I took his advice and went to Zoetrope Studios. In the casting department, I met the casting director, a lovely lady. There were actors' pictures and resume everywhere. It didn't appear as though mine would ever surface to be called for an audition or work. After a short while, and to my surprise, they did call me and cast me in Francis Coppola's latest project, One from the Heart. It was an impressive production. Coppola based on his experiences with Apocalypse Now didn't want a repeat of his over budget, and production plagued problems due to bad weather, and other issues.

One from the Heart was set in Las Vegas, so he built the Vegas Strip in one of his studio's sound stages, complete with Vegas' bright neon lights. It was a musical that starred Nastassja Kinski; she was an up and coming starlet. Gene Kelly was the choreographer. What a thrill to see this legend up close.

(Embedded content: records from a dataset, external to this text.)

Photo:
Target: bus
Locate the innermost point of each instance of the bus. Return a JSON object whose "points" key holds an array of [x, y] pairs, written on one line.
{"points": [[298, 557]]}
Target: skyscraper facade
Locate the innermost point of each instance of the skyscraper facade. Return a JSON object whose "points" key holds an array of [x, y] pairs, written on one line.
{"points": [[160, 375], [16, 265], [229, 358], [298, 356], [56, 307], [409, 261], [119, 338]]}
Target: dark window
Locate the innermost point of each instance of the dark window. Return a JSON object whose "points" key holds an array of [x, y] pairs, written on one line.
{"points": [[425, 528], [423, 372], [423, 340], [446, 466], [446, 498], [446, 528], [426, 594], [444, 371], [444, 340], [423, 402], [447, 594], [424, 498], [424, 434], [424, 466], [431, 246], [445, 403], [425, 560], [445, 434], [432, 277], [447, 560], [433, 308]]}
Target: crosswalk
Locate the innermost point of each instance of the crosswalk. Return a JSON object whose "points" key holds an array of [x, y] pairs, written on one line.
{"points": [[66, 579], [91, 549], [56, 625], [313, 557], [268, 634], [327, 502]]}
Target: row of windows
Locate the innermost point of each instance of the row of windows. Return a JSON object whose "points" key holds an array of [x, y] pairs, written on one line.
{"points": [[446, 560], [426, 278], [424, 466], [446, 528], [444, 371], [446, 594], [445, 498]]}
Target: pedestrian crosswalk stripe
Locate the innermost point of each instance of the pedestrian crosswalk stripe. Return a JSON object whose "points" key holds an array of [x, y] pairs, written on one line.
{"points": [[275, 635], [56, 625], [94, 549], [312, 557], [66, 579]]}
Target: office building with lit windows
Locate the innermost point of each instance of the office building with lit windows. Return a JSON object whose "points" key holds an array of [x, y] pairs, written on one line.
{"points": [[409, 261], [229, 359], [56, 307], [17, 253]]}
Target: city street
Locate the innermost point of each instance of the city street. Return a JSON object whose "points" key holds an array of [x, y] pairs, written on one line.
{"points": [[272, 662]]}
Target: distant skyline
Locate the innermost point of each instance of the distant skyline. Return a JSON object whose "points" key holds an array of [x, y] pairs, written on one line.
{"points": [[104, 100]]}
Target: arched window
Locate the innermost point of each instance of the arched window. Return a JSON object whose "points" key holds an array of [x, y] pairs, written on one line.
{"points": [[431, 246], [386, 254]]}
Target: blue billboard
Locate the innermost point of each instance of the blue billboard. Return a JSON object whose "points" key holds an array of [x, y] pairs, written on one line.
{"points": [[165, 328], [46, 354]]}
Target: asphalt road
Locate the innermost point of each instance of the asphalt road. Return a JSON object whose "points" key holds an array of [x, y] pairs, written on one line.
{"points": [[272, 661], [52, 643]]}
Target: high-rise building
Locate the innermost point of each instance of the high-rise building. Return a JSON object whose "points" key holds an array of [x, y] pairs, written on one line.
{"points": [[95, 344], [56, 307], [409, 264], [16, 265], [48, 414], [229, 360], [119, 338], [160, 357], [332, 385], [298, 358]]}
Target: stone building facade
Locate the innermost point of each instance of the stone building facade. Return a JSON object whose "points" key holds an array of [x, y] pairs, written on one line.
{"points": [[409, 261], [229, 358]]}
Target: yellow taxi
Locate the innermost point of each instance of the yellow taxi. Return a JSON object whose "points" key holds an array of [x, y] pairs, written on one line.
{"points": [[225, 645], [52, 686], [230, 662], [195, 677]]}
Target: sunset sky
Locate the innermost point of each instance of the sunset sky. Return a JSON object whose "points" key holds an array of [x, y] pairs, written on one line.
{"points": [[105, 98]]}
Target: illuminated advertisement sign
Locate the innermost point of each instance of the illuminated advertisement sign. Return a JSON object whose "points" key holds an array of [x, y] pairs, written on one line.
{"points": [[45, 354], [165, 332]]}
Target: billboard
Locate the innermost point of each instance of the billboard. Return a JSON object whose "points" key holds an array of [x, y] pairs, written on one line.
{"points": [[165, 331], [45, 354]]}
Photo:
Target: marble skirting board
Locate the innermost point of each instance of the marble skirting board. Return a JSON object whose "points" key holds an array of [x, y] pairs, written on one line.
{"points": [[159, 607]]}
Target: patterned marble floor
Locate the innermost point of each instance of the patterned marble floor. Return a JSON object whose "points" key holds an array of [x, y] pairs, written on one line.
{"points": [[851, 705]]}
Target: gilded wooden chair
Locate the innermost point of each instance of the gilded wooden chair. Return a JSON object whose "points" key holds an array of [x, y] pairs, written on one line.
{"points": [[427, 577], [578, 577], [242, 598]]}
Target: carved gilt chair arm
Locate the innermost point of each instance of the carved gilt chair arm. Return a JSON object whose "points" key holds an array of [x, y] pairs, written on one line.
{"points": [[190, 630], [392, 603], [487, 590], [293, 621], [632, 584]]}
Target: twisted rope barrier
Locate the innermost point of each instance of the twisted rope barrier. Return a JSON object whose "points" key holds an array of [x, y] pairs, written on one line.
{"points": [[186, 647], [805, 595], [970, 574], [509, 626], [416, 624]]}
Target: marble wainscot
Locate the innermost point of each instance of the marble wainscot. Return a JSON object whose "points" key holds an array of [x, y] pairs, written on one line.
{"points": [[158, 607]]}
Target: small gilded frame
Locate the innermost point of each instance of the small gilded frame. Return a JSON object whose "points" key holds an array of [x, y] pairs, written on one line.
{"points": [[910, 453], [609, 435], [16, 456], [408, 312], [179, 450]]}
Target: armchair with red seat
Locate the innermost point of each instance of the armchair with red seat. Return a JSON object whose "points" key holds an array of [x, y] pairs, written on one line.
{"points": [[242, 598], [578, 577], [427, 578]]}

When he walked across the sound stage, he seemed to glide above the surface.

One of the other stars was Frederic Forrest, who made a name for himself as the New Orleans chef/soldier in Apocalypse… He was friendly and approachable; we had a nice conversation in-between takes during a Vegas bar scene.

I was a fan of Teri Garr, a very busy actress. We spent hours shooting a street scene in which we kept passing each other on the make-believe Vegas Strip. The scene was shot from many angles for hours. In one set up, I looked down and at curbside, the award-winning cinematographer, Vittorio Stararo, operated a camera that stood on blocks at our feet with the camera aiming up at us.

Coppola did most of his directing from a Silver Stream trailer parked outside the sound stage. In those days, they were just beginning to use video playback from a feed on the motion picture camera. Coppola took advantage of this new technology to review the scenes immediately. Previously, the film would have to be developed and the scenes reviewed a day or two later in a screening room, which was a small movie theatre, usually on a studio lot.

Occasionally, Mr. Coppola would come out on the set and talk to his actors and crew, sometimes he did it over the same loudspeaker that he called action and cut from.

Despite, the impressive cast and set, the movie bombed, but Coppola's touch was apparent in its look and feel. I must have wound up on the cutting room floor because I didn't see me in the final cut. Nevertheless, it was a thrill and a great experience. Unfortunately, the studio ran into financial difficulties and I never worked on another Coppola film.